When you get a concussion and tinnitus is the result, how can it be treated?
Most frequently, tinnitus triggered by a concussion or traumatic brain injury will be temporary. After a concussion, how long can I anticipate my tinnitus to last? Well, it could last weeks or months. But, it’s likely that your tinnitus is permanent if it lasts more than a year. Over time, in these situations, treatment plans to manage your condition will be the best plan.
This can be achieved by:
- Hearing aid: In a similar way to when you have hearing loss not triggered by a TBI, tinnitus symptoms seem louder because everything else is quieter. Hearing aids help your tinnitus fade into the background by turning up the volume on everything else.
- Therapy: Sometimes, patients can learn to ignore the sound by undertaking cognitive behavioral therapy (CBT). You accept that the noise is there, and then ignore it. It will require some therapy, practice, and time though.
- Masking device: This device goes in your ear a lot like a hearing aid, but it produces particular noises instead of amplifying things. Your distinct tinnitus symptoms dictate what sound the device will generate helping you disregard the tinnitus sounds and be better able to focus on voices and other outside sounds.
In some cases, additional therapies may be required to accomplish the expected result.

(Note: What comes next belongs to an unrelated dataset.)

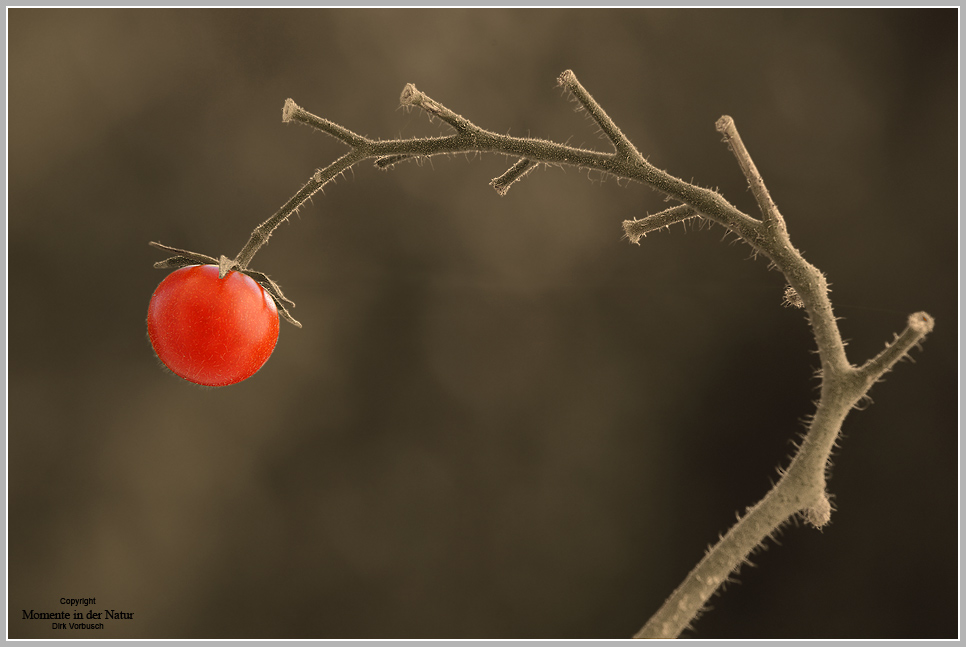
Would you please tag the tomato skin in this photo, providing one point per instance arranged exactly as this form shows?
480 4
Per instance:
212 331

Clearing up the tinnitus will often require treatment to the underlying concussion. The correct course of action will depend on the nature of your concussion and your TBI. In this regard, a precise diagnosis is key.
Find out what the right plan of treatment may be for you by giving us a call.
TBI-triggered tinnitus can be controlled
Your life can be traumatically impacted by a concussion. It’s never a good day when you get a concussion! And if you’ve been in a car accident and your ears are ringing, you may wonder why.
It may be days later or instantly after the accident that tinnitus symptoms surface. However, it’s essential to remember that tinnitus after a head injury can be managed effectively. Schedule a consultation with us right away.